In a risky neighborhood near Russia, digital infrastructure is viewed as a precondition for national survival. The plan aligns 93% of its targets with the EU Digital Decade while insisting on digital sovereignty for critical identity and compute layers.

Practical Implications for Foreign Governments

Estonia offers several lessons:

  • Living Strategy: Use rolling programs rather than static 10-year plans.
  • Rights-First AI: Prove that efficiency and AI adoption can coexist with strong democratic safeguards.
  • Transferability: While successful, Estonia's small size and 20 years of digital consensus are unique advantages.

Opportunities and Trade-Offs for the Private Sector

The government aims for a ten-fold increase in GovTech startups by 2035. Opportunities exist in AI infrastructure, zero-trust cybersecurity, and language technology. However, companies must navigate strict sovereignty requirements and complex regulatory overhead.

Key Risks and Open Questions

  • Skills Gap: While above the EU average, Estonia still needs more advanced AI and cyber specialists.
  • Green Digitalisation: Efforts to reduce the digital footprint remain fragmented.
  • Funding: Long-term success depends on continued EU support and economic cycles.

Conclusion

The Digital Society Programme 2035 is a societal project to maintain freedom and security through intelligent technology. For policymakers, it demonstrates that digital transformation requires a holistic approach to AI, rights, and security.

FAQ

1. How is this different from earlier strategies?
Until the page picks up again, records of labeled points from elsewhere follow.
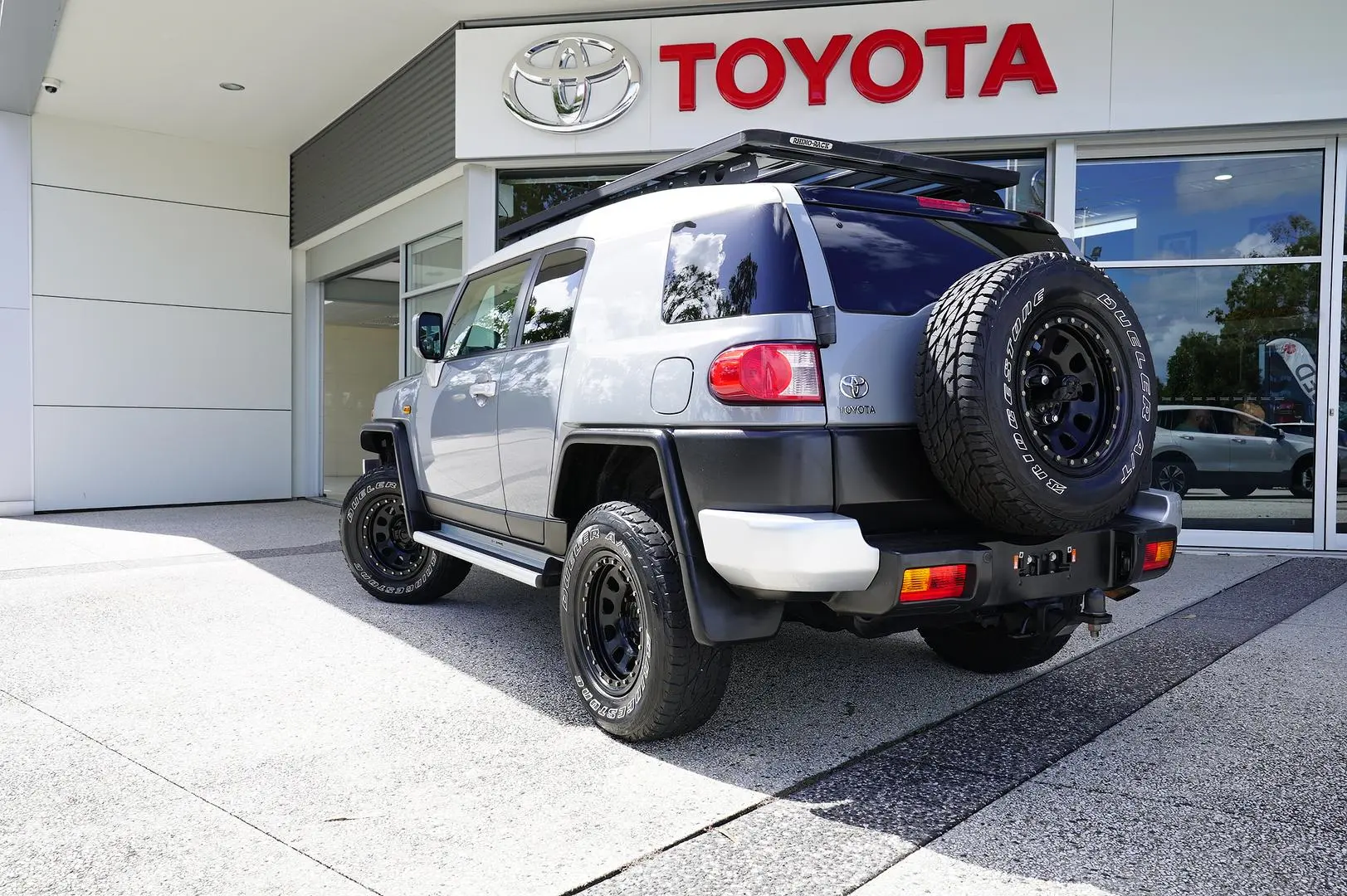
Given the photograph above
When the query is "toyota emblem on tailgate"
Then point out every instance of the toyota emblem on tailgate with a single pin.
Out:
(570, 66)
(854, 387)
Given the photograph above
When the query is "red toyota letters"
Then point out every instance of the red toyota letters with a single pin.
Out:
(1018, 58)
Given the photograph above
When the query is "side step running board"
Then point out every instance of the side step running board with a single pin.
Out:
(514, 561)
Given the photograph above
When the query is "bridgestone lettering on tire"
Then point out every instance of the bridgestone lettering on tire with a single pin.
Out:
(1036, 395)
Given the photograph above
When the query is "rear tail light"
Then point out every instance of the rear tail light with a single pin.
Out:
(1159, 554)
(768, 373)
(944, 205)
(934, 582)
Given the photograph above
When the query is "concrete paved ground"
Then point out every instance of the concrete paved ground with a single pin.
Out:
(201, 699)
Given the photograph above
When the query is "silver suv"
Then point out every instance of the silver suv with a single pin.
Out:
(776, 377)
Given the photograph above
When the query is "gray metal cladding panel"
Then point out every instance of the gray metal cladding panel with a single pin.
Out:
(396, 136)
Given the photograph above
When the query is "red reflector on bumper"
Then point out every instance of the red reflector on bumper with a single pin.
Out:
(934, 582)
(1159, 554)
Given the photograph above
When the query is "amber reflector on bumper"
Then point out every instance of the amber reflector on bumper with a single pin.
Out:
(1157, 555)
(934, 582)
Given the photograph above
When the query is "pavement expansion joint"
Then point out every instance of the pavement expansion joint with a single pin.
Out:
(186, 790)
(899, 796)
(159, 562)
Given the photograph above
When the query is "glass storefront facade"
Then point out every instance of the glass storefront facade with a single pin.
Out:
(1221, 256)
(1227, 255)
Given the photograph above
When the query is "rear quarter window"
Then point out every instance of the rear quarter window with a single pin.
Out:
(888, 263)
(733, 263)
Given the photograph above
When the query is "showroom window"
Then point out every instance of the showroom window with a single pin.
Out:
(432, 269)
(1221, 256)
(523, 193)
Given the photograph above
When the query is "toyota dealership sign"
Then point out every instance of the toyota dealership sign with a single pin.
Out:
(931, 69)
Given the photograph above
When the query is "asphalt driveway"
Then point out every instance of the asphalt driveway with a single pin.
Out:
(203, 699)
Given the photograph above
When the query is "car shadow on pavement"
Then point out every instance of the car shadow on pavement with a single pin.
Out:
(797, 705)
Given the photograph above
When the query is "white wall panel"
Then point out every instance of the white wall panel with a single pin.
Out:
(92, 157)
(110, 247)
(15, 407)
(149, 455)
(14, 212)
(116, 353)
(1206, 62)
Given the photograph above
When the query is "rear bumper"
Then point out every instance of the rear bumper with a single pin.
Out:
(825, 557)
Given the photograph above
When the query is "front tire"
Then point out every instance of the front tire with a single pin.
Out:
(629, 647)
(992, 650)
(1303, 479)
(380, 553)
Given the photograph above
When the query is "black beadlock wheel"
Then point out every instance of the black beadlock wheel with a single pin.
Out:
(633, 660)
(1036, 395)
(380, 553)
(611, 628)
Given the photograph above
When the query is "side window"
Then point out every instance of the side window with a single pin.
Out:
(553, 300)
(733, 263)
(484, 314)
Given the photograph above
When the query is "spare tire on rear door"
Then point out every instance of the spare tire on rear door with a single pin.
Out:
(1035, 395)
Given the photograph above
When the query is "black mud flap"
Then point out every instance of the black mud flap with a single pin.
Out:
(389, 441)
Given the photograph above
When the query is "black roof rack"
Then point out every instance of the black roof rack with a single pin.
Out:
(760, 157)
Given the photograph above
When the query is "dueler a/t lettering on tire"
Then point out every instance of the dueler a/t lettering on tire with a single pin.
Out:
(629, 645)
(1035, 395)
(378, 548)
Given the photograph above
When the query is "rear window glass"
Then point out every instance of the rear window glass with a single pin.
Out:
(900, 263)
(733, 263)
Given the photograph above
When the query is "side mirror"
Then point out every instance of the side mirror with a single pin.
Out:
(430, 334)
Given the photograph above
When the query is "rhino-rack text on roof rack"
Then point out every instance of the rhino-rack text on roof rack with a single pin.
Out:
(778, 157)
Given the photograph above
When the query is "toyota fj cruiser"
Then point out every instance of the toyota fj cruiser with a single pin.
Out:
(776, 377)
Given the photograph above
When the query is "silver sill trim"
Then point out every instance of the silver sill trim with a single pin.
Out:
(477, 558)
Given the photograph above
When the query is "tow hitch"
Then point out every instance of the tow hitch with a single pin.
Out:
(1094, 612)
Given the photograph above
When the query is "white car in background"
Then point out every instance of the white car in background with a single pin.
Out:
(1210, 446)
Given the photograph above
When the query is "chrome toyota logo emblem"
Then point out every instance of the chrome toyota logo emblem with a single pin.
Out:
(854, 387)
(570, 84)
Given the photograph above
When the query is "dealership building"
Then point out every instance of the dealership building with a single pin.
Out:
(216, 224)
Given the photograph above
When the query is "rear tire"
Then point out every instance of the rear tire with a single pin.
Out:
(380, 553)
(990, 650)
(629, 647)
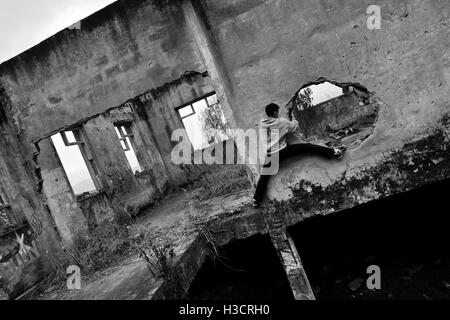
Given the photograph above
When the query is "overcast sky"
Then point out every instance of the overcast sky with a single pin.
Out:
(25, 23)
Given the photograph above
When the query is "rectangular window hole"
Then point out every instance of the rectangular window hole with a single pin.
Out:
(126, 139)
(68, 149)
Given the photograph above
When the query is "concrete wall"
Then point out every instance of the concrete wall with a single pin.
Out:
(33, 223)
(256, 52)
(270, 48)
(120, 52)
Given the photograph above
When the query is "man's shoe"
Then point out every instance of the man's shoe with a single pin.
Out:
(255, 203)
(339, 152)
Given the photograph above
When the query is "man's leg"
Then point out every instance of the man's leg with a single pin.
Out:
(289, 151)
(301, 148)
(262, 182)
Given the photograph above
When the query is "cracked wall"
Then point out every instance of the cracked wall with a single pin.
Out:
(135, 54)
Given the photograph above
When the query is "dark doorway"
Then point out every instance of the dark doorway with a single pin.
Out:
(253, 271)
(406, 235)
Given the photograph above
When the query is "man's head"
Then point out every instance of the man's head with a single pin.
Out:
(272, 110)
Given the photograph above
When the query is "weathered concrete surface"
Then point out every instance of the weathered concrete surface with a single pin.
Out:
(179, 220)
(20, 269)
(119, 52)
(270, 48)
(257, 51)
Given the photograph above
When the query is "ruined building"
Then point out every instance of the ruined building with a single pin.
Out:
(110, 88)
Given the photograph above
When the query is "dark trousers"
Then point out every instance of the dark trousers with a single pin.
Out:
(289, 151)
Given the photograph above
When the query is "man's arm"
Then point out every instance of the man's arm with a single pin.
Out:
(293, 126)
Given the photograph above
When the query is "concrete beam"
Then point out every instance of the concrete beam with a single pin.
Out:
(292, 264)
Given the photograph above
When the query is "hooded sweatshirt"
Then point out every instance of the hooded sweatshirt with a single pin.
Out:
(278, 128)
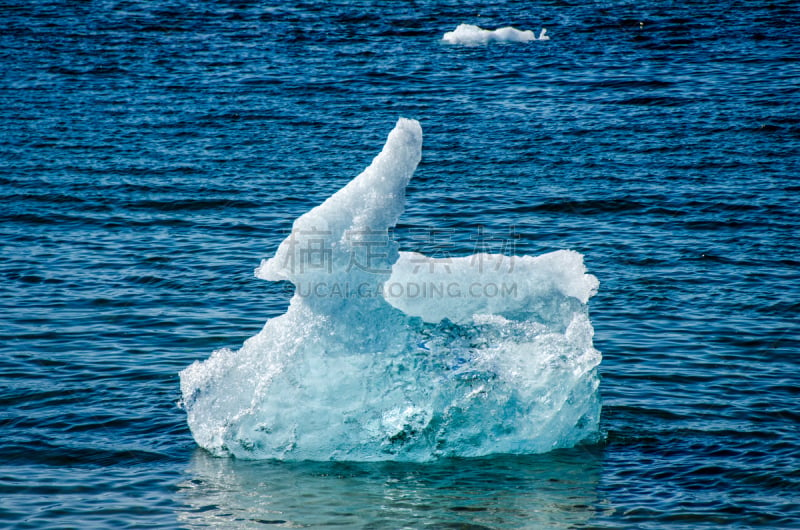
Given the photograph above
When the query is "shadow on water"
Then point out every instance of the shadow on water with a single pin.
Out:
(554, 490)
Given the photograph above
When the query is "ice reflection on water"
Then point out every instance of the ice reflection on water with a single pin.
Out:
(553, 490)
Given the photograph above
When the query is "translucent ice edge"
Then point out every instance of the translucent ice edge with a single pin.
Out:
(471, 35)
(388, 355)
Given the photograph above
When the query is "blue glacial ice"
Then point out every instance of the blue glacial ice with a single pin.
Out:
(471, 35)
(389, 355)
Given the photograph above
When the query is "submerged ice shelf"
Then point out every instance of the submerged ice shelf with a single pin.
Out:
(389, 355)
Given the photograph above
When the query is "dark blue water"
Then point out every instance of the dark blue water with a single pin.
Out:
(151, 154)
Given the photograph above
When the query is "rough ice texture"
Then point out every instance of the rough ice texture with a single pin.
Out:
(495, 356)
(473, 35)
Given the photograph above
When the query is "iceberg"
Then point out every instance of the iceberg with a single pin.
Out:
(472, 35)
(390, 355)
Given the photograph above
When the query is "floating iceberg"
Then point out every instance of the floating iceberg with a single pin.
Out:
(474, 35)
(389, 355)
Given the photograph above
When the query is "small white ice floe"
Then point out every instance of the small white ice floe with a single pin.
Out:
(469, 34)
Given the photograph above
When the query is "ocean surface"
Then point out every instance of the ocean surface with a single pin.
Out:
(153, 153)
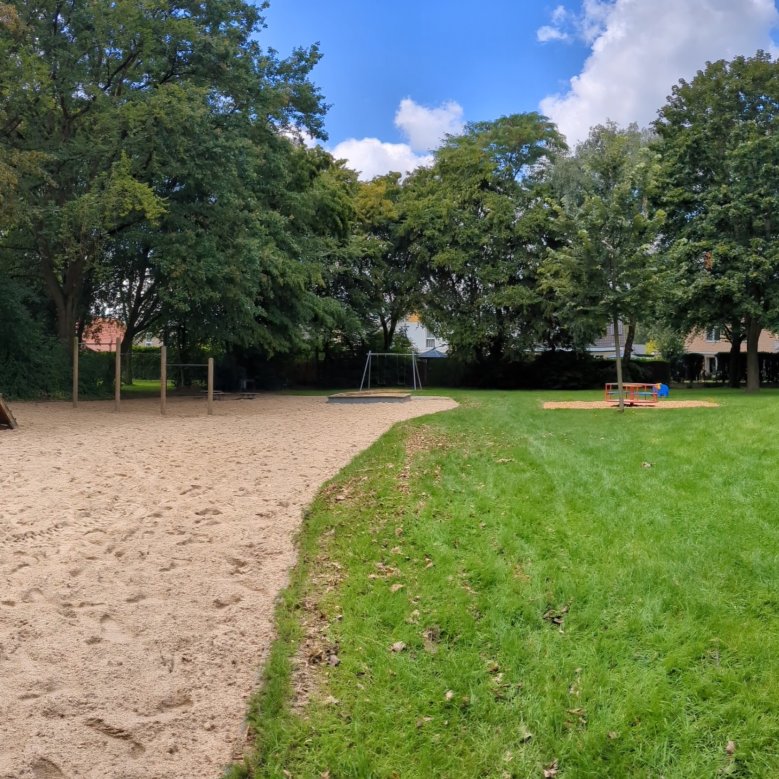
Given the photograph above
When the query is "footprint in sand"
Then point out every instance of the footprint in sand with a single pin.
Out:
(113, 631)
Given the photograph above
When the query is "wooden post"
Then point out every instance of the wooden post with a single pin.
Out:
(618, 356)
(210, 386)
(118, 375)
(75, 372)
(163, 379)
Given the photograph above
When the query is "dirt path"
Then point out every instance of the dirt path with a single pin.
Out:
(139, 561)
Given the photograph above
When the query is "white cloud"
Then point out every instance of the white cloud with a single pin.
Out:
(424, 127)
(371, 157)
(641, 48)
(550, 33)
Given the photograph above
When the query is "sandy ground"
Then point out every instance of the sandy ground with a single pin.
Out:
(139, 561)
(602, 404)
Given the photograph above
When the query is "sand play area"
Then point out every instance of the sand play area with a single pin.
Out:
(139, 561)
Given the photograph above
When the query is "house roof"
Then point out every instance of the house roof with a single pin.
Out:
(431, 354)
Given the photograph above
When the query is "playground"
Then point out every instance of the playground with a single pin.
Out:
(140, 558)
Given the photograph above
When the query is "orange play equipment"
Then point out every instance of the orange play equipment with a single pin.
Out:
(633, 394)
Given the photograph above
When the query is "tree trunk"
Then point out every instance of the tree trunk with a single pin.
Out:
(753, 360)
(127, 356)
(618, 359)
(735, 362)
(627, 352)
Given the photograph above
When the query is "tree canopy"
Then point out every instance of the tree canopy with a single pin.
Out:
(720, 160)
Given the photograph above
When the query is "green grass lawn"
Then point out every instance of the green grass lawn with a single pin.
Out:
(578, 592)
(144, 388)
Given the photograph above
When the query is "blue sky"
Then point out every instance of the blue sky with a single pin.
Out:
(400, 74)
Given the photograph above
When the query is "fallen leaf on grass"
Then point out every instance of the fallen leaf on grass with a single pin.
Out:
(556, 616)
(431, 637)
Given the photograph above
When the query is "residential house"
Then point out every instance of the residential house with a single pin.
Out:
(423, 341)
(100, 335)
(711, 342)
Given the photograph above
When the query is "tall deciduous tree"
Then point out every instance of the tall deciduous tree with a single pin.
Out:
(720, 147)
(606, 271)
(478, 223)
(377, 280)
(140, 112)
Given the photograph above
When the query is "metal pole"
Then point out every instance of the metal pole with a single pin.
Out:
(366, 369)
(75, 372)
(118, 375)
(163, 379)
(210, 386)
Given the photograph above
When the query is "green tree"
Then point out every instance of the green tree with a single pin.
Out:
(606, 271)
(138, 112)
(377, 279)
(720, 186)
(479, 223)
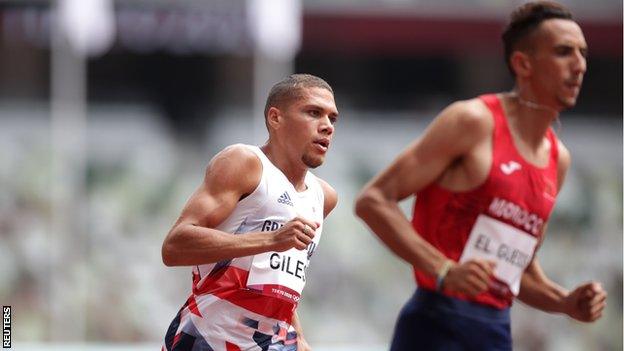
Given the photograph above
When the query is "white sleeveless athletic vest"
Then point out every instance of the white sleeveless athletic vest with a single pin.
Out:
(234, 300)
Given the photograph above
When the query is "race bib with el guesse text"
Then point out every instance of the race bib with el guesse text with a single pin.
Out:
(512, 249)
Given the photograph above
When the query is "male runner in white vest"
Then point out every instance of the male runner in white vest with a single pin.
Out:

Earlier plans focused on putting services online; 2035 focuses on agentic AI, data-driven governance, and sovereign compute.

2. How will AI be used in the public sector?

It will power the national assistant (Bürokratt), automate case-handling, and pre-fill applications for life events.

3. How are rights protected?

Through an explicit ban on mass surveillance, a mandatory data tracker, and a right to human appeal of AI decisions.

4. Can foreign companies participate?

Yes, specifically in AI infrastructure, cloud platforms, and cybersecurity, provided they meet sovereignty standards.

5. Does this align with the EU?

Yes, it is tightly integrated with the EU Digital Decade and the EU AI Act.


References

  1. Estonian Ministry of Justice and Digital Affairs. "Estonia’s Digital Society Development Plan 2035."